Advocate Akshay Shinde, representing Maharashtra government, said he would file a reply to the petition. The matter has been adjourned to March 10.

The petitioners say they’ve been in possession for over 30-60 years. One of them was allotted land in 1983 and some regularisation applications are pending, the court was told.

However, on December 13, 2022, the Department of Archaeology abruptly issued notices under Section 21 (2) of the Maharashtra Ancient Monuments and Archeological Sites Remains Act, 1960 asking them to demolish their structures within 30 day, failing which the demolition drive would be undertaken by the Government.

The petitioners claimed that several fundamentalist organizations and religious groups including the Vishwa Hindu Parishad are behind the proposed demolition as they had recently raised the issue of alleged encroachments by Muslims on the fort site.
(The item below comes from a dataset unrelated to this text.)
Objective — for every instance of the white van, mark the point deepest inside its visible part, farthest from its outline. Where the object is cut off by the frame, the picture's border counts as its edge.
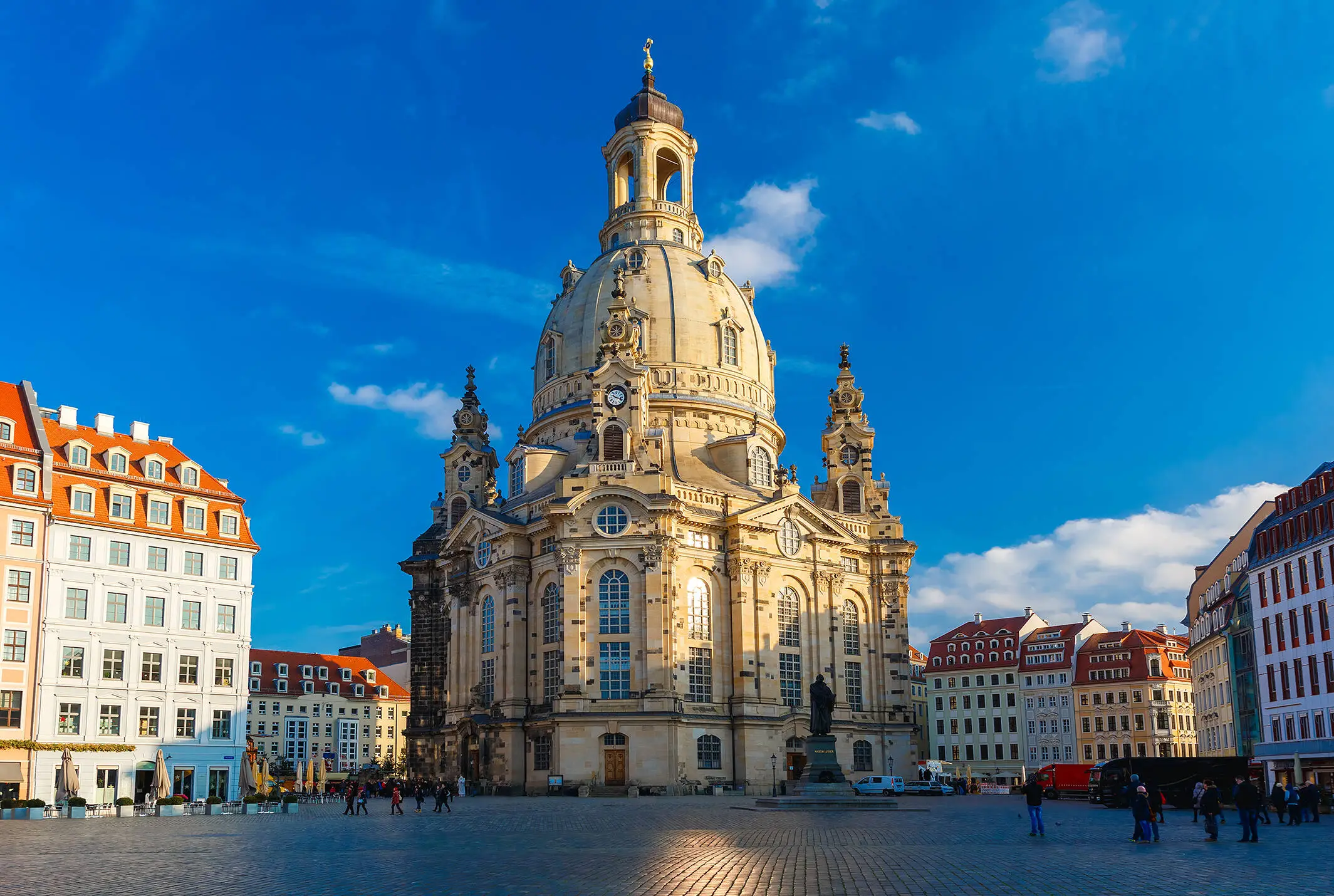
(880, 784)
The petition points towards the lack of action against alleged Hindu encroachers in the entire Village in Government Gut No. 49. “No demolition is sought to be undertaken against them. This is nothing but selective discrimination on nothing less than religion, thus falling foul of Article 14 as well as 15 of the Constitution of India,” the plea states.
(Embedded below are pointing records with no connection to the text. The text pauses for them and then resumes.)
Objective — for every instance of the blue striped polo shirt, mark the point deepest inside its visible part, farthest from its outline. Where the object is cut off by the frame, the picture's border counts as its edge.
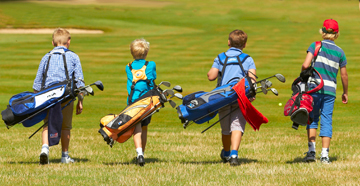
(329, 60)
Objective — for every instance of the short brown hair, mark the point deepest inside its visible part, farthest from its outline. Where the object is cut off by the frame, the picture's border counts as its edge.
(238, 39)
(61, 36)
(139, 48)
(328, 36)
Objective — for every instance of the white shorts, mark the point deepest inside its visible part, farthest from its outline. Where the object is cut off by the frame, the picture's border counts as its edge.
(232, 122)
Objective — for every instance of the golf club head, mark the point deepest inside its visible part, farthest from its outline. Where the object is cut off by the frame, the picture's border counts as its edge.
(177, 88)
(89, 90)
(268, 83)
(165, 83)
(273, 90)
(179, 96)
(168, 92)
(280, 77)
(99, 85)
(172, 103)
(263, 87)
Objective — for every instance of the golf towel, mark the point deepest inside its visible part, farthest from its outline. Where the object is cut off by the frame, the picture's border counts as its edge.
(55, 124)
(252, 116)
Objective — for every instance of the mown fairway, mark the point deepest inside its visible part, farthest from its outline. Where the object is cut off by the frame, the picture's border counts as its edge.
(185, 37)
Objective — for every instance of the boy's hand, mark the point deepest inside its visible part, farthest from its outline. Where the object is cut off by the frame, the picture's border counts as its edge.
(252, 99)
(79, 108)
(344, 98)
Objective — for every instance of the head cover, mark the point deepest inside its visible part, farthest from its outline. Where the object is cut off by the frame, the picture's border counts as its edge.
(330, 26)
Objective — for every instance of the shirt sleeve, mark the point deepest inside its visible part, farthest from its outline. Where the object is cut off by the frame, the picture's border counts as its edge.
(249, 63)
(78, 71)
(39, 74)
(311, 48)
(216, 63)
(343, 61)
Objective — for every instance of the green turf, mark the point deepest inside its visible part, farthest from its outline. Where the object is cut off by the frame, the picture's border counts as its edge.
(185, 38)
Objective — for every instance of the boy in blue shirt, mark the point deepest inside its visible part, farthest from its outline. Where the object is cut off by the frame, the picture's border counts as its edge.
(232, 126)
(330, 59)
(56, 73)
(141, 75)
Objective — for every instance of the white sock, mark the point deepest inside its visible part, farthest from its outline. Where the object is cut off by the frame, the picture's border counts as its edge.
(325, 152)
(45, 148)
(139, 151)
(312, 146)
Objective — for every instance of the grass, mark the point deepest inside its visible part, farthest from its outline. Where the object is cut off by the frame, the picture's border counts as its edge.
(185, 37)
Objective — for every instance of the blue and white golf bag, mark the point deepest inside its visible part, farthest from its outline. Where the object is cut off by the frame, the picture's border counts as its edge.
(201, 106)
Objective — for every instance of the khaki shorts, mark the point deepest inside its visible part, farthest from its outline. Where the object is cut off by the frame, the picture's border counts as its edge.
(67, 116)
(232, 122)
Significantly, the petitioners have contended that the 300 acre Vishalgad Fort precinct was declared a protected monument only in 1999 while petitioners have been residing there since decades. “Since the construction of the buildings is prior to the declaration of the Vishalgad Fort as a protected area, there is no question of the said construction being without Government permission in that regard and therefore, no action under section 21 is sustainable in law,” the plea argues.

In a meeting held before the demolition notices were issued, the petitioners say they were assured of rehabilitation. They would be rendered homeless without any rehabilitation, the plea further states.